3.5   L’OIT, en faisant connaître sa position en réponse à une récente initiative de la Commission (Duncan Campbell, directeur du Département de l'analyse économique et des marchés du travail du BIT), a proposé la définition suivante:

“Les emplois verts peuvent se définir comme des emplois réduisant l'«empreinte» environnementale:

en réduisant la consommation d'énergie et d'eau et la production de déchets;

en «décarbonisant» et en dématérialisant l'économie;

en réduisant les émissions de gaz à effet de serre;

en appliquant des politiques d'adaptation au changement climatique;

en protégeant et en assainissant l'écosystème.

3.6   D'après l’OIT, qui a réalisé depuis quelques années des études sectorielles dans le domaine des emplois verts, en coopération avec les organisations internationales des employeurs et des syndicats, les secteurs qui devraient être en première ligne sur ces questions sont les suivants:

Énergie

Gazéification intégrée/séquestration du carbone

Cogénération (production simultanée de chaleur et d’électricité)
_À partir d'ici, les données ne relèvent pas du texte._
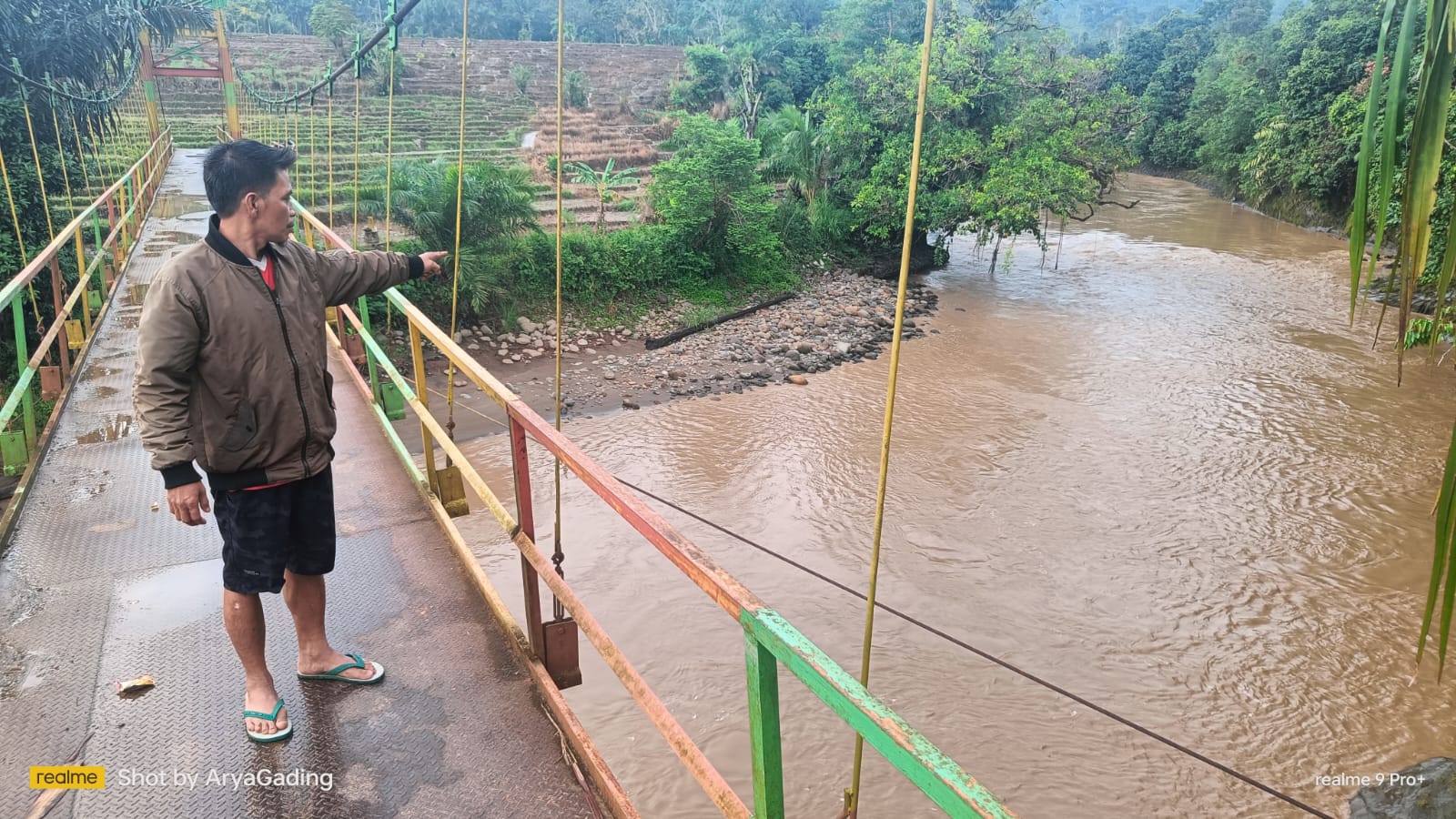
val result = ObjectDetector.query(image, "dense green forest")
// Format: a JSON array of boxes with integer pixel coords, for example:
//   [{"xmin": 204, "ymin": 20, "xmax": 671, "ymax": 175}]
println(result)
[
  {"xmin": 0, "ymin": 0, "xmax": 1453, "ymax": 332},
  {"xmin": 1108, "ymin": 0, "xmax": 1380, "ymax": 226}
]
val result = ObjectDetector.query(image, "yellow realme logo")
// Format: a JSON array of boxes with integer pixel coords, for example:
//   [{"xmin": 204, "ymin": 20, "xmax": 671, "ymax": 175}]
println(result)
[{"xmin": 31, "ymin": 765, "xmax": 106, "ymax": 790}]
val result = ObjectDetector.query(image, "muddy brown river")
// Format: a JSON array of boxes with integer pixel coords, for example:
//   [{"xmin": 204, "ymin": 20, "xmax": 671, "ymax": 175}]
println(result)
[{"xmin": 451, "ymin": 177, "xmax": 1456, "ymax": 819}]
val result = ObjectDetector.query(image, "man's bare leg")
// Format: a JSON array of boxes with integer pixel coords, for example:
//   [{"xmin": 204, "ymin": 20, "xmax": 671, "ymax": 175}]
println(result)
[
  {"xmin": 223, "ymin": 589, "xmax": 288, "ymax": 734},
  {"xmin": 280, "ymin": 571, "xmax": 376, "ymax": 676}
]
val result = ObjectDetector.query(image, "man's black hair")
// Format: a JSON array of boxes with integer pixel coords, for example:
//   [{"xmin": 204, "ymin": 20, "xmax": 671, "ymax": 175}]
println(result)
[{"xmin": 202, "ymin": 140, "xmax": 298, "ymax": 218}]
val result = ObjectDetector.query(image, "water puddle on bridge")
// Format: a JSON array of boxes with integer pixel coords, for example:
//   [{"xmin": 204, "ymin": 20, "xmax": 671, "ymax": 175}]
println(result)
[
  {"xmin": 107, "ymin": 560, "xmax": 221, "ymax": 640},
  {"xmin": 151, "ymin": 191, "xmax": 213, "ymax": 218},
  {"xmin": 76, "ymin": 410, "xmax": 134, "ymax": 444}
]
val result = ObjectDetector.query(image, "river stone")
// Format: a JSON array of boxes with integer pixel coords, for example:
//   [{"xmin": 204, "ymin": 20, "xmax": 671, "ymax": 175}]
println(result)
[{"xmin": 1334, "ymin": 756, "xmax": 1456, "ymax": 819}]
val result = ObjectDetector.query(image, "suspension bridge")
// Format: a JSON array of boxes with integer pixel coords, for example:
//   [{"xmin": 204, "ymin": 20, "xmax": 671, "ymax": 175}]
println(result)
[{"xmin": 0, "ymin": 0, "xmax": 1010, "ymax": 817}]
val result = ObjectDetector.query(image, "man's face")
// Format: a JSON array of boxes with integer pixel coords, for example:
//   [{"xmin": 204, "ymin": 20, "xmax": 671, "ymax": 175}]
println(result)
[{"xmin": 242, "ymin": 170, "xmax": 294, "ymax": 243}]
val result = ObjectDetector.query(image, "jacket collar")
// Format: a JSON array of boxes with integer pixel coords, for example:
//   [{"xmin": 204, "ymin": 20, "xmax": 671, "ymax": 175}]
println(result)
[{"xmin": 206, "ymin": 213, "xmax": 272, "ymax": 267}]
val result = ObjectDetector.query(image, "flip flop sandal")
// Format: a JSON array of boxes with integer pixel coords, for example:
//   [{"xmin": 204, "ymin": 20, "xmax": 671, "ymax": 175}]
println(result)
[
  {"xmin": 298, "ymin": 654, "xmax": 384, "ymax": 685},
  {"xmin": 243, "ymin": 696, "xmax": 293, "ymax": 742}
]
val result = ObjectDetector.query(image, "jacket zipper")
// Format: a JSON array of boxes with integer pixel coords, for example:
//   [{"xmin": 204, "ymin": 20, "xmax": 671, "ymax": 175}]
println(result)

Énergies renouvelables (énergie éolienne, énergie solaire, biocarburants, géothermie, hydraulique à petite échelle); piles à combustible

Transports

Véhicules plus économes en carburant

Véhicules hybrides-électriques, électriques, et à piles à combustible

Covoiturage

Transports publics

Transports non motorisés (vélo, marche) et modifications des politiques d’aménagement du territoire et des modes de peuplement (réduction des distances à parcourir et de la dépendance à l’égard des transports motorisés)

Entreprises

Contrôle de la pollution (épurateurs et autres techniques d’aspiration)

Efficacité de l’énergie et des matériaux

Techniques de production propres (prévention des substances toxiques)

Cycles de production conçus selon le principe «du berceau au berceau» (systèmes en boucle fermée selon la définition de William McDonough et Michael Braungart)

Bâtiments

Éclairage, appareils et matériels de bureau à haute efficacité énergétique

Chauffage et refroidissement solaires, panneaux solaires

Réaménagement des bâtiments anciens à l'aide des nouvelles technologies

Bâtiments verts (fenêtres, isolation, matériaux de construction, chauffage, ventilation et conditionnement de l’air éco-énergétiques)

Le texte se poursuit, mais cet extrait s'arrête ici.